A qualificação, feita de forma remota, unindo sotaques do norte ao sul do Brasil,
recebeu contribuições ricas em diversidade e de(s)colonialidades, fazendo transBordar as
possibilidades e transFormar os alcances da proposta.
E daquele início, das duas servidoras amigas que se tornaram orientanda e
orientadora, foram se (re)conhecendo e se (re)afirmando artistas que somos, eu das cenas
e ela das cores, e se emocionando e refletindo sobre nossos lugares no mundo, a partir das
histórias de vida que encontramos, na educação, no trabalho e na arte.

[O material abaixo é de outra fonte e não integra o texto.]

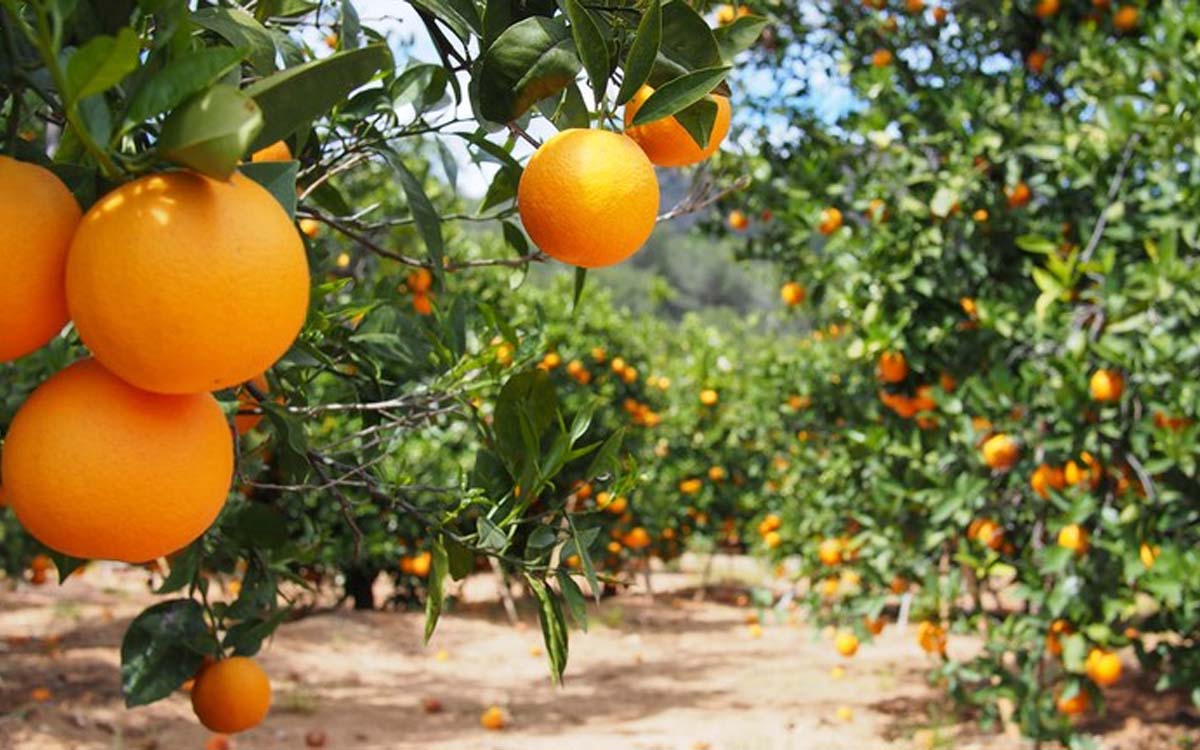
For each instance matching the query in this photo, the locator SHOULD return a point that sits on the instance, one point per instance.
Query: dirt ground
(653, 673)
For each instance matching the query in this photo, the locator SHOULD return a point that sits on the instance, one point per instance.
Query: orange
(585, 180)
(277, 151)
(829, 552)
(493, 719)
(1126, 18)
(1074, 538)
(666, 142)
(1045, 9)
(1075, 705)
(39, 216)
(1047, 478)
(637, 539)
(232, 695)
(420, 564)
(931, 637)
(892, 367)
(245, 423)
(1019, 196)
(846, 643)
(1001, 451)
(792, 294)
(180, 283)
(1103, 667)
(1107, 385)
(831, 221)
(96, 468)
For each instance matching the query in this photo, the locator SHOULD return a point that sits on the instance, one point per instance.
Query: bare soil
(667, 672)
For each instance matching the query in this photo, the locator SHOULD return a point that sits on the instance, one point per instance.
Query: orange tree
(1003, 210)
(271, 234)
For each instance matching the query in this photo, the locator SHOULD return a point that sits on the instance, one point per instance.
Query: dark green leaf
(211, 132)
(645, 49)
(157, 653)
(179, 79)
(529, 61)
(675, 95)
(292, 99)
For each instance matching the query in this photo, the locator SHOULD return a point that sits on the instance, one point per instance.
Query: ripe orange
(829, 551)
(493, 719)
(1126, 18)
(665, 142)
(277, 151)
(1075, 705)
(1000, 451)
(581, 181)
(96, 468)
(1019, 196)
(931, 637)
(39, 216)
(637, 539)
(1047, 478)
(181, 285)
(792, 293)
(1045, 9)
(1074, 538)
(1103, 667)
(232, 695)
(892, 367)
(1107, 385)
(831, 221)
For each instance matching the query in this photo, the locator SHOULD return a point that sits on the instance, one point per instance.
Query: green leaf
(576, 604)
(688, 43)
(553, 628)
(241, 30)
(211, 132)
(179, 79)
(739, 36)
(591, 45)
(101, 64)
(461, 561)
(642, 53)
(581, 280)
(429, 221)
(159, 652)
(526, 396)
(531, 60)
(699, 120)
(679, 93)
(292, 99)
(258, 527)
(279, 179)
(435, 592)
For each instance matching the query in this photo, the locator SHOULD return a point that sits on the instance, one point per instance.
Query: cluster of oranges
(179, 285)
(585, 179)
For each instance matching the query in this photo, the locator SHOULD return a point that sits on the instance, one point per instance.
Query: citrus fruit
(666, 142)
(180, 283)
(232, 695)
(588, 197)
(96, 468)
(39, 215)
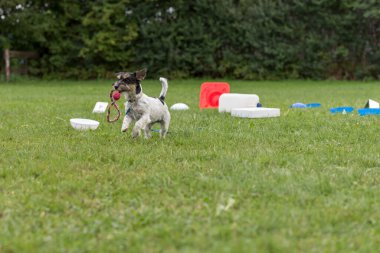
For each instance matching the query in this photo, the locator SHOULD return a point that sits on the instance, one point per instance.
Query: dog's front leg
(140, 124)
(126, 122)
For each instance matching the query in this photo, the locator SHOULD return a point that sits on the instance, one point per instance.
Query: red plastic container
(210, 93)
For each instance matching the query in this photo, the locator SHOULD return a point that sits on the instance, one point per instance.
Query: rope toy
(114, 95)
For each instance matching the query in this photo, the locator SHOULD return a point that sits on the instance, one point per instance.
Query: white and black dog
(141, 108)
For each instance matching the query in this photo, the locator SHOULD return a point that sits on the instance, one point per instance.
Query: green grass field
(308, 181)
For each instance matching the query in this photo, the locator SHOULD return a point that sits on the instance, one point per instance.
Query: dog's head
(129, 82)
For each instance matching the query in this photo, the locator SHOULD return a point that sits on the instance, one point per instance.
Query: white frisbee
(84, 124)
(259, 112)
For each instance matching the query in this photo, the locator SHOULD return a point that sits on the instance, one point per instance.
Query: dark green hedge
(264, 39)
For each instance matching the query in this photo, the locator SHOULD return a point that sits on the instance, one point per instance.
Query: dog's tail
(164, 83)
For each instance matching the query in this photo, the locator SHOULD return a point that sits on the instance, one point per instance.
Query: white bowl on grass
(84, 124)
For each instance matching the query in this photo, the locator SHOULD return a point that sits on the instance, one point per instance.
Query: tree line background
(244, 39)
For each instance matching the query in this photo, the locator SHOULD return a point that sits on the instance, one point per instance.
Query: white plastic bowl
(84, 124)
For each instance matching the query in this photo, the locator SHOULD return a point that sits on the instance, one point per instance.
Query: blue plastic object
(369, 111)
(298, 105)
(347, 109)
(313, 105)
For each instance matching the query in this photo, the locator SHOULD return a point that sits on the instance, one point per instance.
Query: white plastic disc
(84, 124)
(259, 112)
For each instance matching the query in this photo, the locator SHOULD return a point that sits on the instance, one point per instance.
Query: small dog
(141, 108)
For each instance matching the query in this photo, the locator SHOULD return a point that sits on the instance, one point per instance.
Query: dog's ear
(122, 75)
(140, 75)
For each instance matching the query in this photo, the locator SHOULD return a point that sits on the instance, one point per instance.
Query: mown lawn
(308, 181)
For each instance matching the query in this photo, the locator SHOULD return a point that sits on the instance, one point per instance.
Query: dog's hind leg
(126, 122)
(164, 128)
(140, 124)
(147, 130)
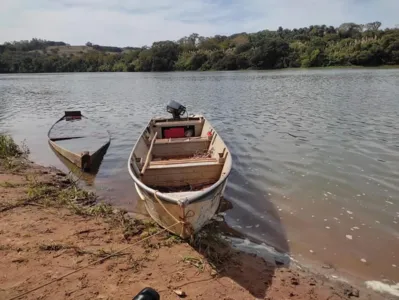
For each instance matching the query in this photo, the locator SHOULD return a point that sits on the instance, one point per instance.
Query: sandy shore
(49, 228)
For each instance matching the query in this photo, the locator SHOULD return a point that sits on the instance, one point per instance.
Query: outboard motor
(176, 109)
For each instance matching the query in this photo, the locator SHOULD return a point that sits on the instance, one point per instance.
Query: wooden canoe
(180, 179)
(79, 140)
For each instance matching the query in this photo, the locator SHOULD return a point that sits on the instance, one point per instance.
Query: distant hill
(350, 44)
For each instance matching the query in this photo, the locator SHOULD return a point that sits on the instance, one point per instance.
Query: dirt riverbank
(49, 227)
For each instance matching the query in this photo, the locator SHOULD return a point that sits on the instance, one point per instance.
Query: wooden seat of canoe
(164, 148)
(183, 163)
(183, 140)
(185, 160)
(182, 172)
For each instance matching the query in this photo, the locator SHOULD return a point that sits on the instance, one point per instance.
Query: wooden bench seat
(182, 172)
(196, 139)
(164, 148)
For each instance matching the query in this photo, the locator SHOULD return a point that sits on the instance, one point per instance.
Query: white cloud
(137, 23)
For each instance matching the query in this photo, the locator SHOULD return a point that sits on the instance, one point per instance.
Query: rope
(90, 264)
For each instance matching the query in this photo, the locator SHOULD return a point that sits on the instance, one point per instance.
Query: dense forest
(315, 46)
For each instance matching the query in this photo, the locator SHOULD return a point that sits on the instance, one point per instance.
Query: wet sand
(40, 243)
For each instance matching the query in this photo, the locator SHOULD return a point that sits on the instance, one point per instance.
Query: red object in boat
(174, 133)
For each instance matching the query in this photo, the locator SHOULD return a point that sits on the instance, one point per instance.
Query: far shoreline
(383, 67)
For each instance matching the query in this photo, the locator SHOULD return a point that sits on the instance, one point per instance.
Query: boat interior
(179, 155)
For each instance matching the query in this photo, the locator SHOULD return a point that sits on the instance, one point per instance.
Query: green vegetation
(12, 156)
(8, 148)
(315, 46)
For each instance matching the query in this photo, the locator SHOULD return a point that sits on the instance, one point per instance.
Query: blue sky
(139, 23)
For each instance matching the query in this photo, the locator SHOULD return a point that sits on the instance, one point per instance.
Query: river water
(316, 152)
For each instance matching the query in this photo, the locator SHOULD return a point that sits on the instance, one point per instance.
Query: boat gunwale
(199, 195)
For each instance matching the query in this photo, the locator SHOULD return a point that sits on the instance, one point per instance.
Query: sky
(139, 23)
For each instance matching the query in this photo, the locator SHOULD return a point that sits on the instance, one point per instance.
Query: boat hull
(188, 218)
(86, 160)
(180, 179)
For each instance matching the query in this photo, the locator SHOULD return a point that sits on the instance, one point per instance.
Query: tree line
(349, 44)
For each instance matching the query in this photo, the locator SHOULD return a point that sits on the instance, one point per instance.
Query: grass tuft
(12, 156)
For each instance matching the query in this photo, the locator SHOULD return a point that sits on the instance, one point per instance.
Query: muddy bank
(49, 227)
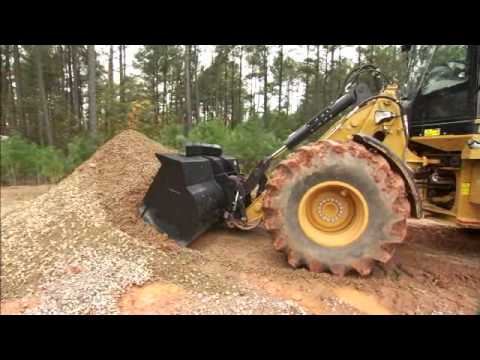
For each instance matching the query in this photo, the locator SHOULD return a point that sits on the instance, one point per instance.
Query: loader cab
(442, 90)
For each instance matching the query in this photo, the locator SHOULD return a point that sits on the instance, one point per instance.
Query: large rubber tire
(349, 162)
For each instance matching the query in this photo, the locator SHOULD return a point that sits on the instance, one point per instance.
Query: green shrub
(22, 161)
(249, 142)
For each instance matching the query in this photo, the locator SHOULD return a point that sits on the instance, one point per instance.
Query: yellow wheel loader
(341, 203)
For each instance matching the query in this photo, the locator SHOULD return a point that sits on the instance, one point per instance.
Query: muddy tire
(369, 176)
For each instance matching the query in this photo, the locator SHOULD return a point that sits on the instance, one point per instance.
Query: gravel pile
(81, 245)
(93, 286)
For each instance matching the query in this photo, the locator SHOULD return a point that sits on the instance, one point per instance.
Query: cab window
(448, 68)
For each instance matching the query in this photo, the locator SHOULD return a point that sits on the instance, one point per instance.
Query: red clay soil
(421, 278)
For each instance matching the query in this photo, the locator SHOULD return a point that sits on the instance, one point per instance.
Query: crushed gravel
(81, 245)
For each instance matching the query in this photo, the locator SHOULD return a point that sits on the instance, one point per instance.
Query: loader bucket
(184, 199)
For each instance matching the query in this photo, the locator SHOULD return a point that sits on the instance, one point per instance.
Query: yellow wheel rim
(333, 214)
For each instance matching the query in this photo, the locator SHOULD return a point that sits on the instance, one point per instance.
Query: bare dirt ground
(436, 272)
(86, 252)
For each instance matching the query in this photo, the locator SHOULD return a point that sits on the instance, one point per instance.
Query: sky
(296, 52)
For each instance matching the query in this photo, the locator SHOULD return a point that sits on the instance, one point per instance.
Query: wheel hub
(333, 213)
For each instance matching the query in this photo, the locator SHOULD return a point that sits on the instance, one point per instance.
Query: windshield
(419, 60)
(435, 67)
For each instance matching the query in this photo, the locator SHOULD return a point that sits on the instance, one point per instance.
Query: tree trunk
(197, 93)
(265, 86)
(307, 79)
(76, 87)
(233, 118)
(92, 90)
(121, 60)
(165, 82)
(43, 98)
(280, 80)
(111, 94)
(188, 103)
(240, 82)
(19, 87)
(12, 124)
(2, 119)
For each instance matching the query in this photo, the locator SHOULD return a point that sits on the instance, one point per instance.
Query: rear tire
(373, 189)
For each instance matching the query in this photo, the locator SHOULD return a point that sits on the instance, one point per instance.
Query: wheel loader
(382, 154)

E são dessas considerações finais que estou falando, de uma pesquisa feita de
(re)conhecimentos e de (re)afirmações perante o que a vida nos dá. Isso, para mim, são as
práxis de re-existência que me vi trabalhando teoricamente e que espero, possa contribuir
localmente no des-envolver de certos envolvimentos duros que existem nos caminhos em
busca da libertação do ser em sociedade. Práxis que trazem consigo as possibilidades de
contribuição ao desenvolvimento regional para o tema dessa pesquisa: o sujeito.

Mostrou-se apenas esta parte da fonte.